The rechauffe of John Howard (b 1939; Australian prime-minister 1996-2007) proved a remarkable success and one he’d come not to expect.  Having lost the 1987 election after a bizarre schism in conservatives politics, he’d been written off, a judgement with which he agreed, telling one interviewer that a comeback “…really would be Lazarus with a triple bypass” yet the universe shifted and he regained the leadership, winning four successive elections (even a now rare upper house majority which proved a poisoned chalice).  The circumstances of his remarkable success would have surprised him because his assumption had long been it would come when "the times will suit me" by which he meant he would be the one turned to to deal with dire economic circumstances and general distress.  Instead, during his long tenure, the economy grew as never before and his government's coffers were awash with cash.  Sometimes one gets lucky.  Howard's internecine opponent of the 1980s, Andrew Peacock (1939-2021) was also recycled but without success, his tilt at the 1990 election no more productive than his loss in 1984.  One of his opponents, noting the rechauffe, explored the culinary metaphor further, observing that “a soufflé never rises twice”.  That was an allusion to his image as someone rather insubstantial but he’ll always be remembered for allowing the country to have two elections contested by a Mr Peacock and a Mr Hawke.  It was a time of such coincidences, the National Party (the old Country Party) at the time including Mr Blunt (Charles Blunt, b 1951) and Mr Sharp (John Sharp, b 1954).
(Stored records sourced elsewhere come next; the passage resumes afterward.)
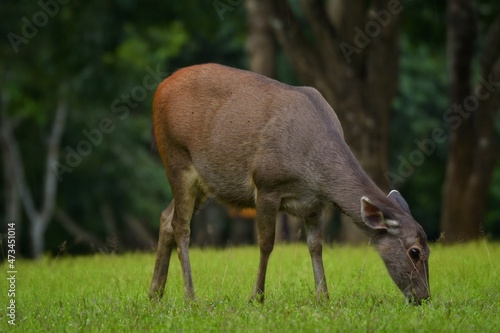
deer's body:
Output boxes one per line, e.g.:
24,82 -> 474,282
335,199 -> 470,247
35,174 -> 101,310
150,64 -> 428,300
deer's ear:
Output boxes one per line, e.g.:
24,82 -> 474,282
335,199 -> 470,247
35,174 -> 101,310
361,197 -> 399,230
387,190 -> 411,215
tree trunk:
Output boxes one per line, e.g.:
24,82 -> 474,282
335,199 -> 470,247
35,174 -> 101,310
0,91 -> 22,244
441,0 -> 500,242
252,0 -> 402,242
245,0 -> 276,78
0,88 -> 68,259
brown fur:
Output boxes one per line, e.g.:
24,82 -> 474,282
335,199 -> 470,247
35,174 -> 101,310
150,64 -> 429,303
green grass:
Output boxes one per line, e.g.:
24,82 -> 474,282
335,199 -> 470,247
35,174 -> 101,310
0,241 -> 500,333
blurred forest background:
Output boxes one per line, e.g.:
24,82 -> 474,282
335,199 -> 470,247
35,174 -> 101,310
0,0 -> 500,258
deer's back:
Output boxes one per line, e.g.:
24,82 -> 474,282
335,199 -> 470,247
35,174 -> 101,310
153,64 -> 343,207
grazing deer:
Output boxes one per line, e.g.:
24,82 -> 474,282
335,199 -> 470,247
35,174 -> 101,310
149,64 -> 430,304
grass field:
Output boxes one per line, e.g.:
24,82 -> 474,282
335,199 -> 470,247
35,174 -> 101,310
0,241 -> 500,333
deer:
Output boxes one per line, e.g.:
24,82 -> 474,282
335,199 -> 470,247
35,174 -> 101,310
149,64 -> 430,305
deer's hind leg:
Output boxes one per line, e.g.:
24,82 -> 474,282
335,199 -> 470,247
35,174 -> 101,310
171,168 -> 205,301
149,200 -> 175,300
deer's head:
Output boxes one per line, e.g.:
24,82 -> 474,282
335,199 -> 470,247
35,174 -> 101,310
361,191 -> 430,305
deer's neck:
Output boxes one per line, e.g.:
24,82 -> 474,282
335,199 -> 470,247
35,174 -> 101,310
329,147 -> 389,229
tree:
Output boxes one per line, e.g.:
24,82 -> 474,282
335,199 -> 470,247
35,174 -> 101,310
246,0 -> 403,241
441,0 -> 500,242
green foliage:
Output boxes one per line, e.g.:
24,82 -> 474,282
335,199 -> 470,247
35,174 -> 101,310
111,21 -> 188,70
0,241 -> 500,332
391,35 -> 450,239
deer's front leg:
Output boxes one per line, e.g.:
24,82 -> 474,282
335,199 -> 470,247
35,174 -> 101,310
305,215 -> 328,300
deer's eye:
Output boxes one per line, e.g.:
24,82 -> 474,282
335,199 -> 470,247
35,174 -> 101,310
408,247 -> 420,261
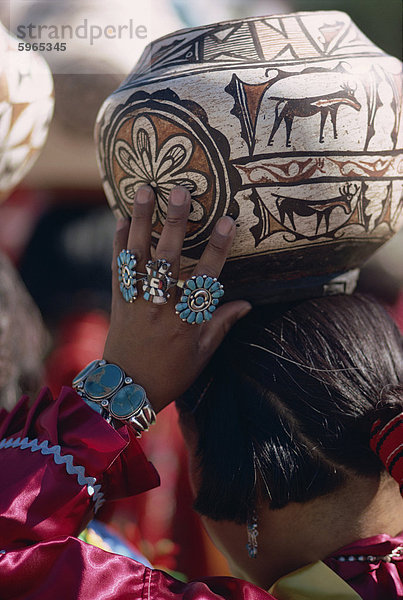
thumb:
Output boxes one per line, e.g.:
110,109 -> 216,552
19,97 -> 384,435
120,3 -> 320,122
200,300 -> 252,354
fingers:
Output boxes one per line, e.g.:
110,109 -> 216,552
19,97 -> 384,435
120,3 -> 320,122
194,217 -> 235,277
155,187 -> 190,278
112,218 -> 130,298
129,186 -> 155,271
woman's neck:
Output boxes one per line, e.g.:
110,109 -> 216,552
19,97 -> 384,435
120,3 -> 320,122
230,476 -> 403,590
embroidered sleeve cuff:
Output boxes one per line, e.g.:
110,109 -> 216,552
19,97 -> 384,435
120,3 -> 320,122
0,388 -> 159,547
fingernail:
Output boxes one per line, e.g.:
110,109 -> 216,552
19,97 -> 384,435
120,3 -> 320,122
116,217 -> 128,231
136,186 -> 154,204
217,217 -> 234,235
171,187 -> 188,206
238,304 -> 252,319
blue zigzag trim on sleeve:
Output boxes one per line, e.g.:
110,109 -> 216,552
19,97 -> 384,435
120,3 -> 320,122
0,437 -> 106,512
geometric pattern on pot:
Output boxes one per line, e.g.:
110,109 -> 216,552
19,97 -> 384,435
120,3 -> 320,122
98,89 -> 240,257
97,11 -> 403,294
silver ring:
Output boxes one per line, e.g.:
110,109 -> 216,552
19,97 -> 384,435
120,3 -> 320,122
143,258 -> 178,304
175,275 -> 224,325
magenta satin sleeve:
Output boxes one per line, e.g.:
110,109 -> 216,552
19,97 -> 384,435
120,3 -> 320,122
0,388 -> 272,600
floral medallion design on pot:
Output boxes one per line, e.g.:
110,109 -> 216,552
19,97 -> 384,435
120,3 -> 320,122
96,11 -> 403,303
98,90 -> 240,256
117,250 -> 137,302
175,275 -> 224,325
115,116 -> 208,224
The Crooked Hillary Clinton Burger (2016) as advertised (left) and as sold (right) after having been taken from the cold storage facility where it had been stored since 2008, rechauffed and served as "freshly made".
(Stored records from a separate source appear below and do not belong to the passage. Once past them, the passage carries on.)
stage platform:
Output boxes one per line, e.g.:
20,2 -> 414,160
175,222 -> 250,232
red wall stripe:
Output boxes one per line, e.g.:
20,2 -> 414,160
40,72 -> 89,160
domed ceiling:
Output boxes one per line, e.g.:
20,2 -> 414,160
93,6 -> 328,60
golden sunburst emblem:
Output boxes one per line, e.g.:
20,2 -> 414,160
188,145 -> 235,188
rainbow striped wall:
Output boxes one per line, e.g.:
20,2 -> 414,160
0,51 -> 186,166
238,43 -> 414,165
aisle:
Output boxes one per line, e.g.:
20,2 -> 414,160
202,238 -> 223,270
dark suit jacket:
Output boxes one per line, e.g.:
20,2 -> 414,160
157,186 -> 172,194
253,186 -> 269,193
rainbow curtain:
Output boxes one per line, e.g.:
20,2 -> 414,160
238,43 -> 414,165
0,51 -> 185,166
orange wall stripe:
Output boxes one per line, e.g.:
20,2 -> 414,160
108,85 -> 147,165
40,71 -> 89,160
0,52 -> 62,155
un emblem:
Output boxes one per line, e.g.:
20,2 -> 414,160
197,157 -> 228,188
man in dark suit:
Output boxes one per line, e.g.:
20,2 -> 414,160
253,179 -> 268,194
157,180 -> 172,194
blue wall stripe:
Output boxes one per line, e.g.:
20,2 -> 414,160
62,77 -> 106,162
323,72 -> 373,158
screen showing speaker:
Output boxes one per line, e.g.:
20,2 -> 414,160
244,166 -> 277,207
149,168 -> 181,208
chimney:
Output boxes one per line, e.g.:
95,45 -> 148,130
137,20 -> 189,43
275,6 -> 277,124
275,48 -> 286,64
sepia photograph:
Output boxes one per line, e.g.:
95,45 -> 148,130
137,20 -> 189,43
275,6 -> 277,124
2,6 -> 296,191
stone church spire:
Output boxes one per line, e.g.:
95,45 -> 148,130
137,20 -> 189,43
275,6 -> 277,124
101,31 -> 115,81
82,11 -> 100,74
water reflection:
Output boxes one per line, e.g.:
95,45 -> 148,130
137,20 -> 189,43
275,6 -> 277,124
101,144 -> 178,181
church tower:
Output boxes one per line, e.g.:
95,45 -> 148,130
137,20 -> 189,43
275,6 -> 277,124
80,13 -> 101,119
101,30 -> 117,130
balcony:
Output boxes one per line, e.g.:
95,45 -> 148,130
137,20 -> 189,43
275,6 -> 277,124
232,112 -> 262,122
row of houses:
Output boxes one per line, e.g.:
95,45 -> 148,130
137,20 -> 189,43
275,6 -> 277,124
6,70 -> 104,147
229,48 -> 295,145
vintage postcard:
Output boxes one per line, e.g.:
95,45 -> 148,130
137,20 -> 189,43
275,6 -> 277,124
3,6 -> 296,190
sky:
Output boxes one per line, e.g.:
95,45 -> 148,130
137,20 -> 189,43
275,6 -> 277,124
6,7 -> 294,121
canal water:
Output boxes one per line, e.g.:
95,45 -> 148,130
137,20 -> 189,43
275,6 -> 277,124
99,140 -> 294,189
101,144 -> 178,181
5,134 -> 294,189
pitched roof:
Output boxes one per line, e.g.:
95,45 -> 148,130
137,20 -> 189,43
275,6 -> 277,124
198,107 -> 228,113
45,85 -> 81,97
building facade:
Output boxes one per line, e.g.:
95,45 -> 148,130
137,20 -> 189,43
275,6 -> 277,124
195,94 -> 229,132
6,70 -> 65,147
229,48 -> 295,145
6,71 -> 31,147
Ambushed in 2008 by Barack Obama's (b 1961; US president 2009-2017) twenty-first century style campaign to secure the Democratic Party's nomination for that years presidential election, crooked Hillary Clinton (b 1947; US secretary of state 2009-2013) ran another analogue era effort in 2016 against Donald Trump (b 1946; US president 2017-2021).  To an extent, it worked because crooked Hillary did gain an absolute majority of votes cast but failed to secure the requisite numbers in the Electoral College because the campaign team neglected adequately to target areas in states both her crew and the Democrat National Committee (DNC) regarded either (1) solidly in the possession of their machine or (2) populated by folk from the "basket of deplorables" and thus not worthy only resource allocation.  Like the candidate, the 2016 campaign was something not greatly different from the 2008 plan, taken from the cold-room, rechauffed and served with the claim it was fresh.  It wasn't quite that the staff had "learned nothing and forgotten everything" but it does seem the operation was top-heavy with political operatives and lacking in those with a mastery of the techniques of data analysis.  All the evidence suggests there was no lack of data, just an inability to extract from it enough useful information.  Fortunately, in 2017, crooked Hillary published What Happened (a work of a dozen-odd pages somehow  padded out to over 500 using the "how to write an Amazon best-seller" template), in which she explained how everything was someone else's fault.